We believe respondent has therefore conceded that petitioners are entitled to business expense deductions of $10,000 for 1993, and we so hold. Furthermore, after careful consideration of the record, we hold that petitioners have not established that they are entitled to any deduction in excess of what respondent generously conceded.

Accuracy-Related Penalty

The final issue is whether petitioners are liable for the accuracy-related penalty under section 6662(a) for negligence or intentional disregard of rules or regulations for the 1992 tax year. Section 6662(a) provides that, if it is applicable to any portion of an underpayment in taxes, there shall be added to the tax an amount equal to 20 percent of the portion of the underpayment to which section 6662 applies. Section 6662(b)(1) provides that section 6662 shall apply to any underpayment attributable to negligence or disregard of rules or regulations. "Negligence" is defined as any failure to make a reasonable attempt to comply with the provisions of the Internal Revenue Code, and the term "disregard" includes any careless, reckless, or intentional disregard. Sec. 6662(c). A position with respect to an item is attributable to negligence if it lacks a reasonable basis. See sec. 1.6662-3(b)(1), Income Tax Regs.

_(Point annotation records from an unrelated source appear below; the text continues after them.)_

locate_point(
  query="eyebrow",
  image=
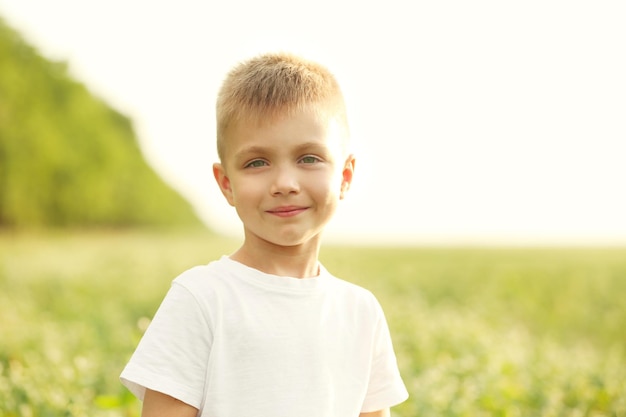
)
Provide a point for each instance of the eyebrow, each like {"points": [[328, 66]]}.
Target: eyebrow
{"points": [[255, 149]]}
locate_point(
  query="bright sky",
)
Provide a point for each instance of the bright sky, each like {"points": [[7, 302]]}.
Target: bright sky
{"points": [[474, 122]]}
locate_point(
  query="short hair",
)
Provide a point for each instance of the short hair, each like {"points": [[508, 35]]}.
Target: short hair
{"points": [[271, 85]]}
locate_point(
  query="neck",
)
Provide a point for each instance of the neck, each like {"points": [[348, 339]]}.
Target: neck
{"points": [[299, 261]]}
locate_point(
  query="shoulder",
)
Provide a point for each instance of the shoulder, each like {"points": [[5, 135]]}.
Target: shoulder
{"points": [[203, 275], [355, 295]]}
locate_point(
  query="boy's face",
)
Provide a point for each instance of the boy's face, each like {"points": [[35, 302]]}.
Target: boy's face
{"points": [[285, 178]]}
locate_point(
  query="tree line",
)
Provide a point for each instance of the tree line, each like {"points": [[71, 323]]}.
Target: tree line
{"points": [[67, 159]]}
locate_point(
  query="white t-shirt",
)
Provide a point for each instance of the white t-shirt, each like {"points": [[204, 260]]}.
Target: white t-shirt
{"points": [[233, 341]]}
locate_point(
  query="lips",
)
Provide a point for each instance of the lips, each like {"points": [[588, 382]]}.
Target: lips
{"points": [[287, 211]]}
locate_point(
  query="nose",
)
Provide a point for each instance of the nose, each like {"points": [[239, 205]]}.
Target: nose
{"points": [[285, 181]]}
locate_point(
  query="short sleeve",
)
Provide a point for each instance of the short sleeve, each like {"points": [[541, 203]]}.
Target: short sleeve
{"points": [[385, 388], [172, 355]]}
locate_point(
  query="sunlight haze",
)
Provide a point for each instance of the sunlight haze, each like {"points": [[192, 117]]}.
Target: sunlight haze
{"points": [[473, 122]]}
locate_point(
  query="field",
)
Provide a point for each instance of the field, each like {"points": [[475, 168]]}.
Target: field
{"points": [[478, 331]]}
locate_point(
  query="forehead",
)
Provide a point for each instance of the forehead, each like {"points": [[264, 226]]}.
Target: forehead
{"points": [[285, 131]]}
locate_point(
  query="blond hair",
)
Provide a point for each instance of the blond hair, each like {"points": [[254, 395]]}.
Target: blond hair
{"points": [[276, 84]]}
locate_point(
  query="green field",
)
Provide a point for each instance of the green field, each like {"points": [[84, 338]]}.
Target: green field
{"points": [[478, 331]]}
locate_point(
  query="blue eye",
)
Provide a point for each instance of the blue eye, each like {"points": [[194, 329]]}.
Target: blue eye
{"points": [[309, 159], [257, 163]]}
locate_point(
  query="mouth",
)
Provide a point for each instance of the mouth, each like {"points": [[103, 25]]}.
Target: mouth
{"points": [[287, 211]]}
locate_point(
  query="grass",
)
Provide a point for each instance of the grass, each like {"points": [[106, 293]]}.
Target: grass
{"points": [[478, 331]]}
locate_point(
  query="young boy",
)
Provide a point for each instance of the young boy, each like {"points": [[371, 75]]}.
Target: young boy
{"points": [[267, 331]]}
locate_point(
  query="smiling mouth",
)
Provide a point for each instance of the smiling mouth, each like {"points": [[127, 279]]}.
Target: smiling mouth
{"points": [[287, 211]]}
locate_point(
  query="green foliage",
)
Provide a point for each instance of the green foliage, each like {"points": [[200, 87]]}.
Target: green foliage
{"points": [[478, 332], [68, 159]]}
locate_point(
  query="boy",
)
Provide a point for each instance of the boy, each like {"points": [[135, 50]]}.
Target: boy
{"points": [[267, 331]]}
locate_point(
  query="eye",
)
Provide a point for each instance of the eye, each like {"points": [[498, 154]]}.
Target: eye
{"points": [[257, 163], [310, 159]]}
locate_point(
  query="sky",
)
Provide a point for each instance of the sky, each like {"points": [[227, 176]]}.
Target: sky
{"points": [[483, 122]]}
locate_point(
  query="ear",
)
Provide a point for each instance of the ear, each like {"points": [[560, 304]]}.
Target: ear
{"points": [[346, 175], [223, 182]]}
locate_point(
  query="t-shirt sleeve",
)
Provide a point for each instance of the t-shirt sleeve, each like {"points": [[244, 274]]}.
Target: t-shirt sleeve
{"points": [[385, 388], [173, 353]]}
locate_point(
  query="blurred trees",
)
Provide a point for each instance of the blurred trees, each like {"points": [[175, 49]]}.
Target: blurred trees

Section 6664(c)(1) provides that the penalty under section 6662(a) shall not apply to any portion of an underpayment if it is shown that there was reasonable cause for the taxpayer's position with respect to that portion and that the taxpayer acted in good faith with respect to that portion. The determination of whether a taxpayer acted with reasonable cause and good faith within the meaning of section 6664(c)(1) is made on a case-by-case basis, taking into account all the pertinent facts and circumstances. See sec. 1.6664-4(b)(1), Income Tax Regs.

Generally, the duty of filing an accurate return cannot be avoided by placing the responsibility on a tax return preparer. See Metra Chem Corp. v. Commissioner [Dec. 43,787], 88 T.C. 654, 662 (1987). Although a taxpayer remains liable for a deficiency attributable to a return prepared by an accountant, a taxpayer who supplies a qualified tax return preparer with all relevant information and who reasonably and in good faith relies on the preparer's advice is not negligent and has not disregarded rules or regulations, even if the advice is incorrect and results in a deficiency. See Freytag v. Commissioner [Dec. 44,287], 89 T.C. 849, 888 (1987), affd. [90-2 USTC ╤ 50,381] 904 F.2d 1011 (5th Cir. 1990), affd. [91-2 USTC ╤ 50,321] 501 U.S. 868 (1991).

Petitioners' 1992 return was prepared by an accountant. Petitioner testified that he relied on his return preparer to fill out petitioners' joint return properly. However, petitioners did not call their accountant to testify on their behalf, nor did petitioners demonstrate that they provided the accountant with all relevant facts and information with respect to the Sky Shuttle activity. Therefore, we hold that petitioners are liable for the accuracy-related penalty pursuant to section 6662(a).

To reflect the foregoing,

Decision will be entered under Rule 155.